There’s always a teacher you remember. The one like Rose Carruthers, who took a five year old me, by the hand. The one like Jo Barry, who encouraged me to blow the dust off my parents’ Shakespeare book, and read it. The one like Craig Croft, who dished out press ups, lines, and confidence, and taught me Biology, and how to look the world in the eye. If we’re lucky, we can close our eyes, and summon the moment: the one where we were understood, the moment we got it and threw it back, the conversation we were suddenly able to join, the moment the light went on. That is education’s priceless grace: the contribution it makes to people.

In our systems for the training of our children, we reveal the things we value, the things we aspire to, and the things we love. In education, too, we “draw out” the best in our young, joining their freshness and energy to the society in which they belong.

In this way, education assumes its true place, as the proving ground for the future, channelling, training, and disciplining youth and exuberance, providing for our country’s life. In this sense, the things we learn, and the future we hope for, go together.
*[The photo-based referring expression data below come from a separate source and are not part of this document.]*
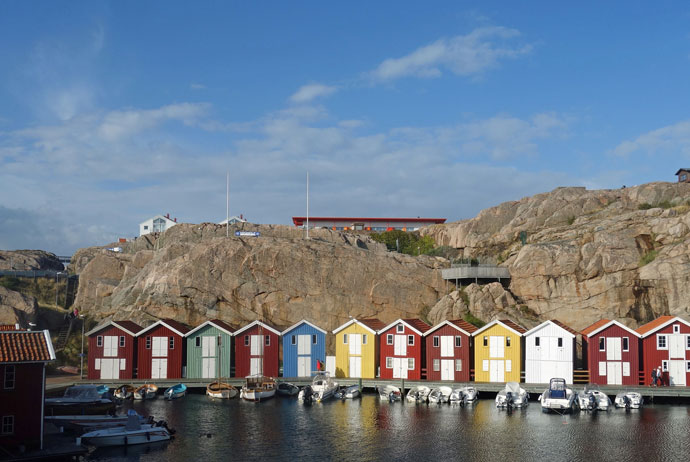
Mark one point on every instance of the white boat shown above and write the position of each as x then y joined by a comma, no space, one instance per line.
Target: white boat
440,395
258,388
629,400
133,432
418,394
389,393
593,399
350,392
558,397
512,396
146,391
It is not simply a matter of knowing things, and being able to use them, or feelings and personal growth. At its best, education shapes us as a people, a form of social self-renewal.
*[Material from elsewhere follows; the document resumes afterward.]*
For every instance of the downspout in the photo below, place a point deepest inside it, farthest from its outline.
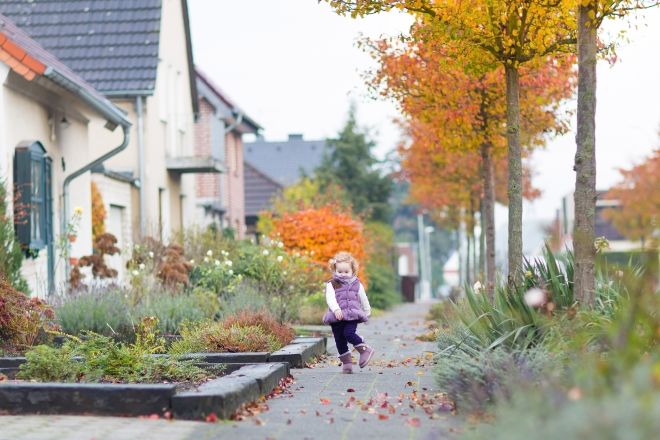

It is for this reason that education is so often a political football. Continuing debates about school zoning, socioeconomic disparity, the performance of Māori and Pacific Islanders, boys education, NCEA, and myriad other challenges jostle for our attention. Underneath these debates, lie real parents, real families, and real social wounds, as well as differing versions of what we value, and what we think will help. There is broad consensus that, while our education system works very well for most, there is a “tail” of underachievement, comprising some of our most disadvantaged, and disconnected kids. Parliament’s Education and Science Committee put it briefly and baldly in 2008, quoting the Education Review Office:

“New Zealand’s best students perform with the best in other countries but there is a group at the bottom, perhaps as large as 20 percent, who are currently not succeeding in our education system.”1

boy writes paper education learn

The lack of educational opportunity at the “tail” has brutal consequences, represented in crime statistics, social disconnection, health, and economic life. To put it simply: our country cannot afford to leave so many kids out in the cold. Tackling these realities is vital if we are to pass on to the next generation a New Zealand which works for everyone—even and especially those at risk.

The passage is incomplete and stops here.